From: Sean Kelly on
I'm using some code to perform learned sparse coding for the visual system. For each set of basis functions I need to minimize their coefficients (i've chosen to use GPSR to do so). The below parfor should be sufficient and is identical to all the parfor loops i've written before, but this one shows zero speed gains. While I don't have access to the time spent in GPSR_Basic while it's running parfor, the thread blocking calls account for 90% of the runtime (according to Profiler), and I assume that those roughly correspond to time spent in GPSR_Basic, assuming minimal parfor overhead since it's a local matlabpool.

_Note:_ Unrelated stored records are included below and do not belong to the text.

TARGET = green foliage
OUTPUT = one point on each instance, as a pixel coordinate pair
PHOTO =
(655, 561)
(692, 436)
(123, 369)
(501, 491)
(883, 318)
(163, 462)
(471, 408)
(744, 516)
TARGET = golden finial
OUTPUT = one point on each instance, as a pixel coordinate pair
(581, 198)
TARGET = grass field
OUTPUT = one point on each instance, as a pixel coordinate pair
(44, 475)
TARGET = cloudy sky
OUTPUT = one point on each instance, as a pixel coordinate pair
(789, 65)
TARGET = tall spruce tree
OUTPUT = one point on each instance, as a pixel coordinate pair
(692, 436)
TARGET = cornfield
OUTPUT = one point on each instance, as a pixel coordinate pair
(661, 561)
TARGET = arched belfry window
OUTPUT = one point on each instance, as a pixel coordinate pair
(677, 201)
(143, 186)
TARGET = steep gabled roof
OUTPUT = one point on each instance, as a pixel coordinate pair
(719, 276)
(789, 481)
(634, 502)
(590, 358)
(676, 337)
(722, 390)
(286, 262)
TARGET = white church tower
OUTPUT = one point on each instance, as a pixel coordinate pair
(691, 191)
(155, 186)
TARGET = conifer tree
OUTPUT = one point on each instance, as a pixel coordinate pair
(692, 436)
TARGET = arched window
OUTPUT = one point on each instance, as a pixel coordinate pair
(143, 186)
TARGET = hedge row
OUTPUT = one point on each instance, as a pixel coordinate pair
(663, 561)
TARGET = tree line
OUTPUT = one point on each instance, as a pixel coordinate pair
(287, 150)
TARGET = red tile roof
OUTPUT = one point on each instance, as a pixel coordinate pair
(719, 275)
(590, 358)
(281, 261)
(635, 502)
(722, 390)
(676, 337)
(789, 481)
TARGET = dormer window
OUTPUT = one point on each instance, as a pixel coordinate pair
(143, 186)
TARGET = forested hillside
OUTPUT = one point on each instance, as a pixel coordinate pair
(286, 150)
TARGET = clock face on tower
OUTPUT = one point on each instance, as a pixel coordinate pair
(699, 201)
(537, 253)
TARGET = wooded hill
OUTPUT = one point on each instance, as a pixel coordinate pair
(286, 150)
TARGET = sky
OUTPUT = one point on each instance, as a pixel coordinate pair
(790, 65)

If I run the exact same script, dropping the par from parfor, the wall time remains exactly the same. No errors are presented by MATLAB regarding the parallelization, but a look at the resource utilization as shown by windows reveals that 3 of my cores (given 3 workers are assigned) are not being particularly used (overall CPU utilization jumps from 4% to 35%, so one might expect a single core is being used). If I put a disp(idx2) at the beginning of the parfor, I can see that 3 workers are in fact initialized as I get 3 indexes displayed concurrently each "tick".

So I guess the question is: without looking deeply into the construction of GPSR_Baisc, what kinds of coding structure within it could cause it to be as slow in parallel as it is serial? Each call to the function takes 6 ms (roughly) so is it just likely that my system is hitting an IO wall and the function simply cannot run any faster?


parfor idx2 = 1:100

xmin = randi([1, 512-16]);
ymin = randi([1, 512-16]);
whichimg = randi([1, 10]);

baseimage = im{whichimg}(ymin:ymin+15,xmin:xmin+15);

baseimage = reshape(baseimage,16*16,1);
sigma = var(baseimage);

x = GPSR_Basic(baseimage,pred,.1,'Verbose',0);

ihat = pred*x;

resid(idx2,:) = baseimage-ihat;
weights(idx2,:) = x;
end
From: Edric M Ellis on
"Sean Kelly" <stkelly85(a)not.gmail.com> writes:

> So I guess the question is: without looking deeply into the
> construction of GPSR_Baisc, what kinds of coding structure within it
> could cause it to be as slow in parallel as it is serial? Each call to
> the function takes 6 ms (roughly) so is it just likely that my system
> is hitting an IO wall and the function simply cannot run any faster?

It's certainly possible that you could be hitting a wall with memory
bandwidth, especially if PARFOR is working as expected for you
otherwise. For example, addition of large arrays is typically memory
bound since the amount of computation required for each element of the
array is small compared to the memory transfer required. (This is
sometimes referred to as "arithmetic intensity", especially for GPU
computations).

Cheers,

Edric.